Fui solto graças ao advogado Sobral Pinto e depois preso novamente em janeiro de 1972, durante os assassinatos do período Médici. Cheguei pela terceira vez ao Doicodi quando já estavam instaladas as câmeras de tortura conhecidas como geladeiras, equipadas com ruídos eletrônicos e temperatura controlada pelos algozes. Depois de uma sessão no pau de arara, fui transferido para uma das solitárias do PIC, o Pelotão de Investigações Criminais. 

Uma tarde, a portinhola foi aberta. Um desajustado torturador, capitão do Exército de codinome Flecha Ligeira, foi à cela me zoar. Alemão zombador, exclamou sarcasticamente: ‘Hã, hã, amigo veio. O bom filho à casa torna’. Meteu a cabeça para dentro fingindo examinar tudo. 

Observou atentamente o vaso sanitário quebrado e sem tampa, com um olhar fixo e cintilante de uma serpente pérfida. ‘É guerra, é guerra!’, berrou. Exibiu o peitão queimado de sol e fez um gesto muito manjado, unindo os polegares e indicadores das duas mãos, dizendo que ‘estava assim de buceta gostosa na praia, e tu vai ficar aqui nesta porra até brochar’.

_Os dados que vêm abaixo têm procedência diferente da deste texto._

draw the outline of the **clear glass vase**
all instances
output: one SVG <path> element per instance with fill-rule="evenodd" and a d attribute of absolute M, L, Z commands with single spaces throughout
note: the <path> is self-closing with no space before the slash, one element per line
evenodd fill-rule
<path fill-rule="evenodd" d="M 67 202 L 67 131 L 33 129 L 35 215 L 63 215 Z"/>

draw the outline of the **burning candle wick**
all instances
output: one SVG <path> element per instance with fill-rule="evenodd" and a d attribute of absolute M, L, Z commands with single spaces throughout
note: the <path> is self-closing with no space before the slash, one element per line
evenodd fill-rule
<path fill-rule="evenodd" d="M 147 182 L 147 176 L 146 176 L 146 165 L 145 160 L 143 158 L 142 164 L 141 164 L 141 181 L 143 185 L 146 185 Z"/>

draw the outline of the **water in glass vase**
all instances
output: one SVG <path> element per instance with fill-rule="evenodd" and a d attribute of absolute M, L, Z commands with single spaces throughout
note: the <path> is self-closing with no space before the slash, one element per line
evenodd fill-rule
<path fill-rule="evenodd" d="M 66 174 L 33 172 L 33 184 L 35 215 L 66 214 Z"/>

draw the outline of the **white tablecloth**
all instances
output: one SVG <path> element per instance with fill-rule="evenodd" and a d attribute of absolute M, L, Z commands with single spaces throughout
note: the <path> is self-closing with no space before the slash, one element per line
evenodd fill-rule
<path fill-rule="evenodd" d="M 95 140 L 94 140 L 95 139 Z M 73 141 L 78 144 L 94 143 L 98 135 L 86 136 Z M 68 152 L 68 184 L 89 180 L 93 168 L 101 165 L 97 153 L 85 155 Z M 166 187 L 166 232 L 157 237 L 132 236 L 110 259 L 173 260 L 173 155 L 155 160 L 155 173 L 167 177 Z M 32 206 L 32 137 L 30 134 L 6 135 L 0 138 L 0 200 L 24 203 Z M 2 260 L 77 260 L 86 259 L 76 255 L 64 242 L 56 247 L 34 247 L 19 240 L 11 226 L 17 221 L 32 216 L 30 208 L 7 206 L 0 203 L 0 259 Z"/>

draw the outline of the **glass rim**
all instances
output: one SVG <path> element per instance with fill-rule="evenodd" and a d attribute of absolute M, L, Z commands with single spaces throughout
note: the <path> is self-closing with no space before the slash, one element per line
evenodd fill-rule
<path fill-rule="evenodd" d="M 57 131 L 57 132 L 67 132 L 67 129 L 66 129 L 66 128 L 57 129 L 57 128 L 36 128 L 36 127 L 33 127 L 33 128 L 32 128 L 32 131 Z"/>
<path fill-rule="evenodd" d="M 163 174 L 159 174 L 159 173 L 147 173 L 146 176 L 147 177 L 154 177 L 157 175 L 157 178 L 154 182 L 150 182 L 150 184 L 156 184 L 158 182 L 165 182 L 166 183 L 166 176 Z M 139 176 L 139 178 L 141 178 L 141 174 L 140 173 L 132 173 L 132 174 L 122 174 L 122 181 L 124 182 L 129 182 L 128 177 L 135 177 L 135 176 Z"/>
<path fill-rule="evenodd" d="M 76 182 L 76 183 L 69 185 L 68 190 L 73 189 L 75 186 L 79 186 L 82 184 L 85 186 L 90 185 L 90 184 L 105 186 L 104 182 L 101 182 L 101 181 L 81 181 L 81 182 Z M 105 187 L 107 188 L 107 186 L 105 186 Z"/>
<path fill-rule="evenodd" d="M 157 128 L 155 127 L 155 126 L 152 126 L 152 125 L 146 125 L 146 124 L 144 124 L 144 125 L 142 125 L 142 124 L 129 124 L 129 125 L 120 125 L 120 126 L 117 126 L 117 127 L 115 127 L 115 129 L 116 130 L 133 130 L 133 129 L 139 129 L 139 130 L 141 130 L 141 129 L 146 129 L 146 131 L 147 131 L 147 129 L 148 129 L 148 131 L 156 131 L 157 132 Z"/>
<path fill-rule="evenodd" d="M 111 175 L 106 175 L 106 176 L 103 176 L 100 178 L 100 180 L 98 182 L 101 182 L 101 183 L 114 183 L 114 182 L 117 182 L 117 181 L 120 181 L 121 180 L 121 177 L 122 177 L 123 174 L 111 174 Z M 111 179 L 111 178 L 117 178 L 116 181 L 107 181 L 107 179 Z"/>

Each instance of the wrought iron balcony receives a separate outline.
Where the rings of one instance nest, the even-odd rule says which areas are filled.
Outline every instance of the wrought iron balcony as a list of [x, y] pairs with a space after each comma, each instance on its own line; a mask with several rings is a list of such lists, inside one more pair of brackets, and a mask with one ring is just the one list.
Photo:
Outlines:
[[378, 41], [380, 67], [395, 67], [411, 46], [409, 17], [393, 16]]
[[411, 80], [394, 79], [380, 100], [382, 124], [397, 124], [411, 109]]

  O provocador do cabo Gil bateu a portinhola com força, gritando: “Terrorista, filho da puta!” Flecha Ligeira adorava torturar os presos colocando para tocar bem alto a música Jesus Cristo, eu estou aqui, do Roberto Carlos. Lá na boate, o tempo todo do interrogatório, encostou o cano da pistola no meu ouvido, praticando roleta-russa. Toda vez que comprimia o dedo e o projétil não detonava, o Flecha Ligeira exclamava sadicamente: ‘Ôôô, amigo velho de sorte’. E tornava a colocar a arma em cima da mesa. 

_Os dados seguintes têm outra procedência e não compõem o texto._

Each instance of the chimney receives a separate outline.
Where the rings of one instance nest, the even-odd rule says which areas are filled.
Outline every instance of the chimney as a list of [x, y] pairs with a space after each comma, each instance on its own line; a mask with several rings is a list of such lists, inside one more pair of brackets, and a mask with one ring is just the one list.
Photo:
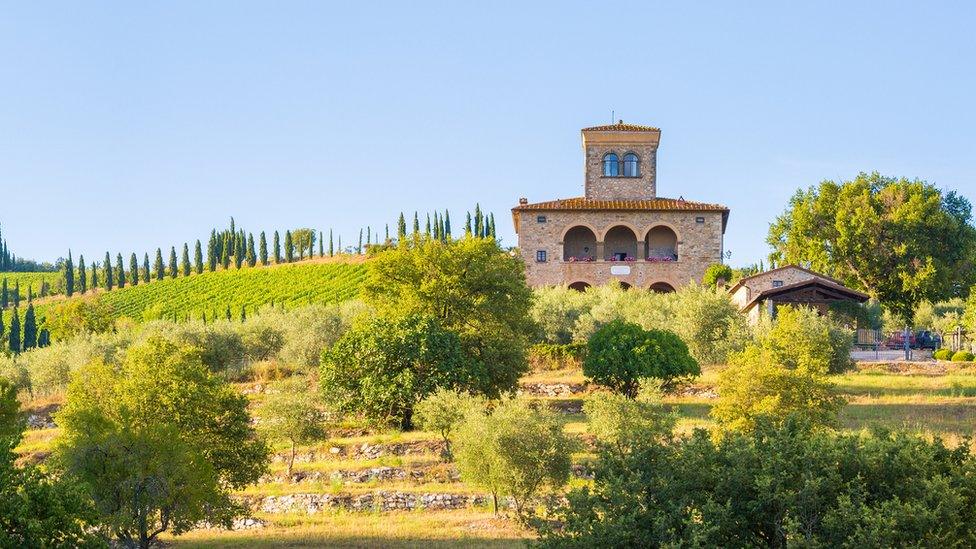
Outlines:
[[529, 199], [528, 198], [525, 198], [524, 196], [522, 198], [519, 198], [519, 206], [524, 206], [524, 205], [526, 205], [528, 203], [529, 203]]

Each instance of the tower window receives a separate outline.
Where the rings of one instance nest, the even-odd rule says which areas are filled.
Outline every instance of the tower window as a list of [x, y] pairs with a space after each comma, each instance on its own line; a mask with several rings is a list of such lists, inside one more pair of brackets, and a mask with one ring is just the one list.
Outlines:
[[546, 259], [547, 258], [546, 258], [546, 251], [545, 250], [538, 250], [537, 252], [535, 252], [535, 260], [537, 262], [539, 262], [539, 263], [545, 263], [546, 262]]
[[537, 215], [537, 216], [535, 216], [535, 222], [536, 223], [545, 223], [546, 221], [547, 221], [547, 219], [546, 219], [546, 216], [544, 216], [544, 215]]
[[616, 153], [603, 155], [603, 175], [604, 177], [617, 177], [620, 175], [620, 160]]
[[634, 153], [624, 155], [624, 177], [640, 177], [640, 159]]

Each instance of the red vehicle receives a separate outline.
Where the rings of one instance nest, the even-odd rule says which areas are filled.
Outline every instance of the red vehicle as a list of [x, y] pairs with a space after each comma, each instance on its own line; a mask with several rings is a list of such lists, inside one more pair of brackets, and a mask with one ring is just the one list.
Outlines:
[[[905, 348], [905, 331], [900, 330], [897, 332], [892, 332], [885, 340], [885, 347], [889, 349], [904, 349]], [[908, 346], [912, 349], [915, 348], [915, 334], [908, 332]]]

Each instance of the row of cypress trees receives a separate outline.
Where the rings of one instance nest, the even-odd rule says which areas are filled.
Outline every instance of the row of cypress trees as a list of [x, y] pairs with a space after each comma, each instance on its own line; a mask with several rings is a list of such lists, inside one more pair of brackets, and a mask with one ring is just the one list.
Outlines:
[[43, 322], [38, 320], [34, 312], [34, 304], [28, 298], [23, 324], [20, 321], [20, 311], [16, 306], [10, 313], [9, 328], [4, 325], [3, 314], [0, 314], [0, 342], [14, 354], [34, 347], [46, 347], [51, 344], [51, 335], [44, 328], [38, 329], [41, 324]]

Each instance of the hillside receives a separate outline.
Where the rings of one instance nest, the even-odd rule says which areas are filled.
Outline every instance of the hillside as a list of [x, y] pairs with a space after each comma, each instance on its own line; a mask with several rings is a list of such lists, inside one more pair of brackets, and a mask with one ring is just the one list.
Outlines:
[[[224, 315], [230, 307], [238, 317], [241, 308], [254, 311], [267, 303], [287, 306], [336, 303], [356, 297], [366, 275], [361, 261], [307, 261], [270, 267], [205, 272], [189, 277], [166, 278], [95, 294], [111, 305], [117, 318], [208, 318]], [[78, 299], [78, 297], [72, 298]], [[44, 316], [55, 303], [38, 303]]]
[[36, 271], [36, 272], [5, 272], [0, 273], [0, 281], [7, 279], [7, 289], [10, 292], [10, 299], [13, 300], [14, 288], [20, 284], [20, 298], [27, 299], [27, 291], [33, 290], [34, 295], [41, 293], [41, 284], [47, 282], [50, 286], [51, 295], [62, 292], [62, 274], [60, 271]]

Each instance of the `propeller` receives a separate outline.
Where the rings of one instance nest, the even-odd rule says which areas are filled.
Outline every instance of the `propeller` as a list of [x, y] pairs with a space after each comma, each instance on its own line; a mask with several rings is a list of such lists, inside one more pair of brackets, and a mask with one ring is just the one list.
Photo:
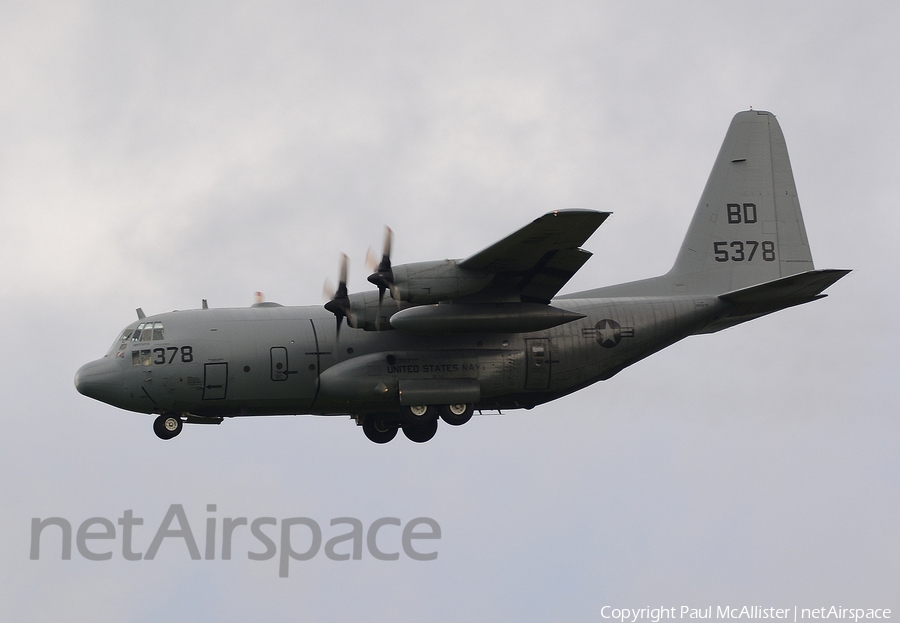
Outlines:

  Surgindo de repente, seu comparsa dr. Nagib puxou os fios que acionam os choques elétricos, ligou nos meus pés e pôs um álbum estropiado de fotos em cima da mesa. Com uma risadinha cínica e irônica, disse: ‘Agora, vamos contemplar os nossos artistas favoritos’. Folheou os dossiês das organizações com as fotografias dos militantes, para que eu identificasse um a um.  

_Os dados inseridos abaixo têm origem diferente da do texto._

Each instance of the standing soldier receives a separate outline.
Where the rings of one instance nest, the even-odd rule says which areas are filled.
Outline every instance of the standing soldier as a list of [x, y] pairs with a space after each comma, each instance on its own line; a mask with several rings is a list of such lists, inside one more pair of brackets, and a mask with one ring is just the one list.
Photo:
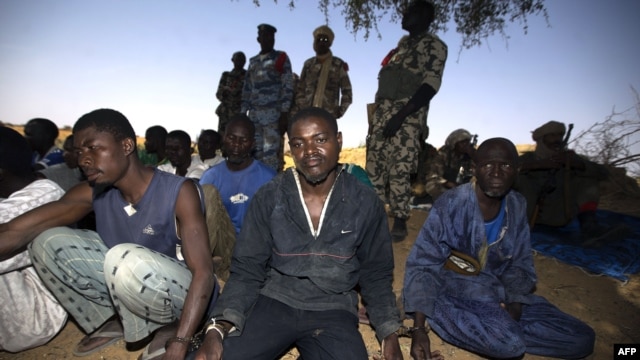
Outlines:
[[347, 73], [349, 66], [331, 53], [334, 37], [333, 31], [326, 25], [313, 31], [316, 56], [307, 59], [302, 67], [295, 91], [293, 114], [313, 106], [323, 108], [339, 119], [351, 105], [353, 95]]
[[220, 83], [218, 83], [218, 91], [216, 91], [216, 98], [220, 100], [220, 105], [216, 108], [218, 133], [220, 134], [224, 132], [229, 120], [240, 113], [242, 87], [244, 85], [244, 77], [247, 74], [247, 70], [244, 69], [247, 57], [242, 51], [233, 53], [231, 62], [233, 62], [233, 69], [222, 73]]
[[[417, 170], [429, 102], [440, 89], [447, 45], [428, 29], [433, 4], [413, 1], [402, 17], [409, 32], [383, 60], [367, 138], [367, 172], [394, 217], [394, 241], [407, 236], [410, 176]], [[388, 189], [388, 190], [387, 190]]]
[[273, 49], [276, 31], [271, 25], [258, 25], [260, 53], [249, 60], [241, 113], [248, 114], [256, 127], [255, 158], [278, 171], [283, 162], [278, 156], [281, 129], [286, 128], [293, 99], [293, 75], [287, 53]]

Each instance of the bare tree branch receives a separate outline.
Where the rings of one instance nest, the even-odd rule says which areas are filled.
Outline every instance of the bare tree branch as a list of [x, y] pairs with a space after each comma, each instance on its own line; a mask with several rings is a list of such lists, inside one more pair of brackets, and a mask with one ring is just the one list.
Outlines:
[[631, 87], [635, 104], [621, 112], [615, 107], [603, 122], [596, 122], [571, 141], [576, 151], [597, 163], [624, 166], [633, 176], [640, 176], [640, 96]]

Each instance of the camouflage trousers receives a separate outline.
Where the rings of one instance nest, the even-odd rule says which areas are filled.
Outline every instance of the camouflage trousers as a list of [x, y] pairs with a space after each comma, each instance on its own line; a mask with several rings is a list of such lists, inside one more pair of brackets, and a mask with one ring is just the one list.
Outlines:
[[283, 163], [283, 159], [279, 156], [282, 142], [282, 136], [278, 130], [280, 110], [276, 108], [249, 110], [249, 118], [256, 127], [254, 157], [278, 171]]
[[220, 135], [224, 133], [224, 129], [227, 128], [227, 124], [230, 120], [231, 117], [227, 116], [227, 114], [218, 115], [218, 133], [220, 133]]
[[378, 197], [389, 204], [394, 217], [410, 214], [411, 174], [420, 152], [424, 110], [407, 117], [395, 136], [385, 139], [382, 130], [404, 103], [383, 101], [375, 110], [367, 137], [366, 169]]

Depois de uma pausa, reaparece sorrateira a serpente pérfida de olhar cintilante, exibindo uma faca de lâmina curta e afiada na mão direita. Ficou com ela fazendo ronda na minha cara. Encostou a ponta da lâmina de um lado e de outro, até fazer um risco e o sangue descer. Disse que ia me deixar com uma cicatriz para o resto de meus dias. 

Um companheiro de cela, acho que o Bartô, Alex Polari, disse que se tratava de um capitão gaúcho de nome Hughes ou Hudson. Durante anos permaneceu misteriosa a identidade do falecido Flecha Ligeira, um dos soldados mais condecorados da Gestapo nativa que atuou nos subterrâneos da ditadura. 

Pesquisadores da Comissão da Verdade, remexendo velhos papéis nos arquivos públicos, descobriram a foto antiga de um tenente do Exército. O homem da foto veste terno e gravata, tem a pele alva, a face recoberta por uma tonalidade rósea. E os olhos são de um azul cintilante. Eis o Flecha Ligeira, a Serpente Pérfida de Olhar Cintilante, o capitão do Exército Antônio Fernando Hughes de Carvalho.”